Given its from a video game,maybe some sort of streaming setup was used where the video was encoded live. Often those setups trade latency for less efficient compression. The bitrate is 151 mbps. I believe normal bitrate for 60fps 4k video is usually around 60 mbps, so its only about triple normal.

I've analyzed some screenshots and you're right. There are some compression artifacts visible around the text when zoomed in. Maybe the high bitrate is on purpose after all, this game has a lot of detail and sharp edges (and also includes some text) which would be quite susceptible to degradation from lossy compression.

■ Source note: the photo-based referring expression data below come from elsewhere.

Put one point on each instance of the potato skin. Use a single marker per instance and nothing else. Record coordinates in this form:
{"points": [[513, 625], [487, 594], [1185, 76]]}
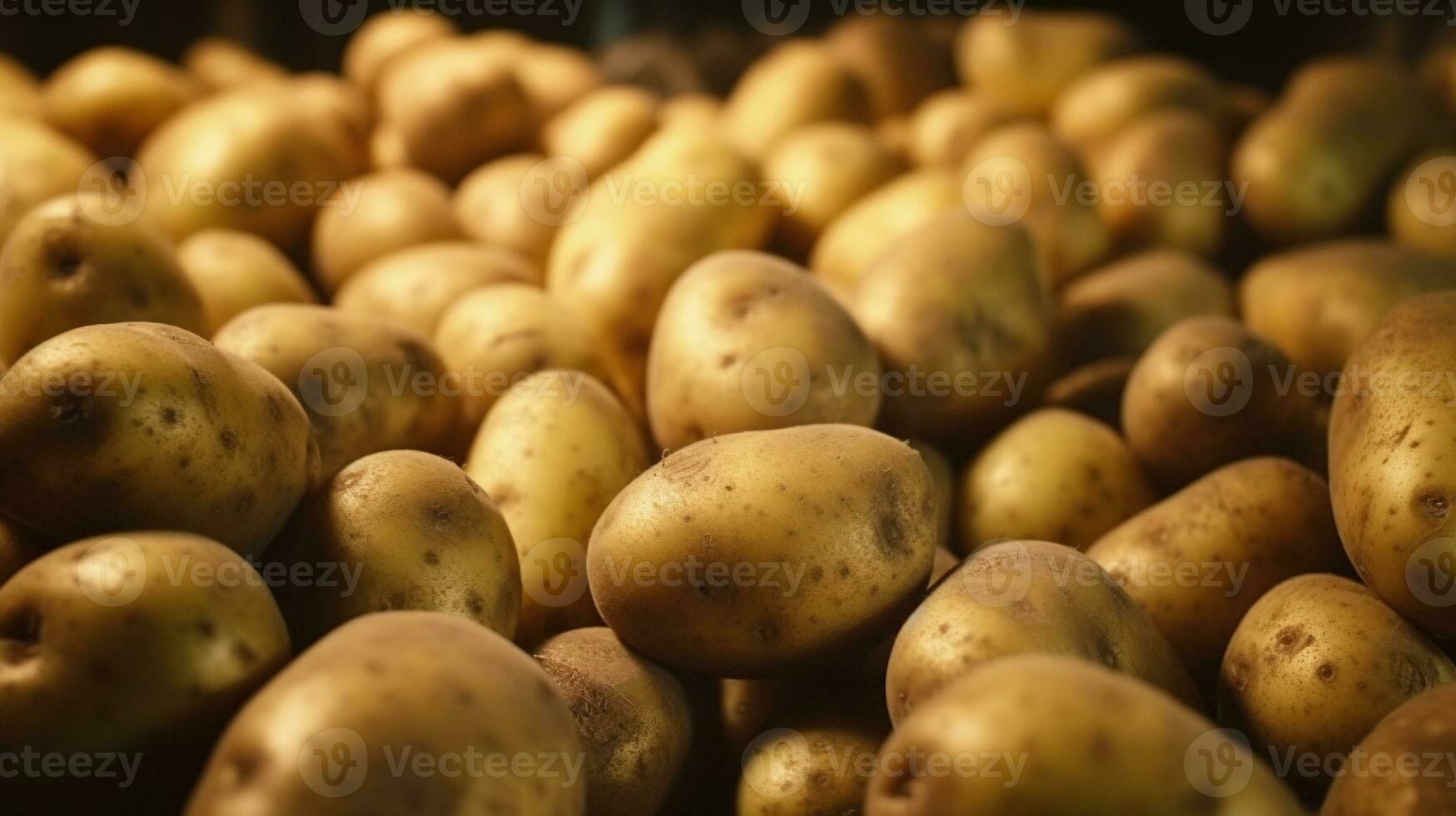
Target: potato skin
{"points": [[1315, 664], [632, 717], [1389, 440], [1420, 728], [552, 454], [354, 410], [1255, 522], [62, 268], [1056, 602], [1051, 475], [417, 532], [837, 583], [359, 693], [727, 328], [180, 654], [1078, 728], [206, 442]]}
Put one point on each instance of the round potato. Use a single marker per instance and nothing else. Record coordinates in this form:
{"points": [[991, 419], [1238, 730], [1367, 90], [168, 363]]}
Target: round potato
{"points": [[235, 271], [369, 385], [707, 563], [67, 266], [111, 98], [962, 316], [1314, 666], [1051, 475], [1040, 726], [1200, 559], [151, 427], [632, 717], [748, 341], [478, 722]]}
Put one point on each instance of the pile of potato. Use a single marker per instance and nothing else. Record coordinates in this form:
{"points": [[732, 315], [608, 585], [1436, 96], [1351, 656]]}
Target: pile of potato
{"points": [[1006, 423]]}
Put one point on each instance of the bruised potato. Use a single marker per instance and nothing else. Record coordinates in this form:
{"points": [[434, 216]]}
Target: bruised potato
{"points": [[408, 530], [632, 717], [1021, 596], [760, 553], [67, 266], [748, 341], [1051, 475], [330, 724], [145, 425]]}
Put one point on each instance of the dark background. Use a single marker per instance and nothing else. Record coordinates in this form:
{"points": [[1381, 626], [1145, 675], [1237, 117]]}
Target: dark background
{"points": [[1263, 52]]}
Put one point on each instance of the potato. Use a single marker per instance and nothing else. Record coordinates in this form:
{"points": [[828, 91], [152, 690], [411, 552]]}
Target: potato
{"points": [[1053, 475], [1314, 666], [221, 64], [632, 717], [37, 163], [1200, 559], [552, 454], [1394, 769], [1021, 174], [375, 216], [1314, 162], [962, 316], [1209, 392], [69, 266], [1318, 302], [1104, 102], [877, 221], [820, 171], [795, 85], [748, 341], [1160, 184], [235, 271], [1026, 63], [248, 159], [1120, 309], [386, 35], [453, 104], [602, 128], [181, 629], [1020, 596], [1389, 437], [948, 124], [406, 530], [1059, 734], [476, 720], [367, 385], [892, 58], [760, 553], [111, 98], [417, 286], [494, 337]]}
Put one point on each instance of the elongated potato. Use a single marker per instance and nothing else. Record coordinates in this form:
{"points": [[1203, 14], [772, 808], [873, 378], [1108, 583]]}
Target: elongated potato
{"points": [[1051, 475], [1316, 303], [962, 316], [143, 425], [707, 563], [367, 384], [1021, 596], [552, 454], [748, 341], [1200, 559], [1315, 664]]}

I think it's fair to say 12 5GB files a month would not be overwhelming (about 2TB of raw capacity per cluster per year given 3x replication, cf. our current growth rate of very approximately 120TB/year), and the underlying filesystems that swift sits upon could cope with some 5GB objects.

Server side uploads should now work up to 5gb.

I think we should upload a few > 4gb files via server side upload just to make sure it all works, before enabling for chunked upload.

Change 1002813 had a related patch set uploaded (by Brian Wolff; author: Brian Wolff):

[operations/mediawiki-config@master] Increase $wgMaxUploadSize to 5 GiB (previously was 4GiB).

https://gerrit.wikimedia.org/r/1002813

Change 1002813 merged by jenkins-bot:

[operations/mediawiki-config@master] Increase $wgMaxUploadSize to 5 GiB (previously was 4GiB).

https://gerrit.wikimedia.org/r/1002813

Mentioned in SAL (#wikimedia-operations) [2024-02-13T08:19:58Z] <hashar@deploy2002> Started scap: Backport for [[gerrit:1002813|Increase $wgMaxUploadSize to 5 GiB (previously was 4GiB). (T191804)]]

Mentioned in SAL (#wikimedia-operations) [2024-02-13T08:21:41Z] <hashar@deploy2002> hashar and bawolff: Backport for [[gerrit:1002813|Increase $wgMaxUploadSize to 5 GiB (previously was 4GiB). (T191804)]] synced to the testservers (https://wikitech.wikimedia.org/wiki/Mwdebug)

Mentioned in SAL (#wikimedia-operations) [2024-02-13T08:28:55Z] <hashar@deploy2002> Finished scap: Backport for [[gerrit:1002813|Increase $wgMaxUploadSize to 5 GiB (previously was 4GiB). (T191804)]] (duration: 08m 57s)

Bawolff claimed this task.

@Bawolff
Re: Tech News - What wording would you suggest as the content, and When should it be included? Thanks!

@Bawolff
Re: Tech News - What wording would you suggest as the content, and When should it be included? Thanks!

"The maximum file size when using Upload Wizard is now 5 GiB."

Change has been deployed to all wikis, it can go out anytime.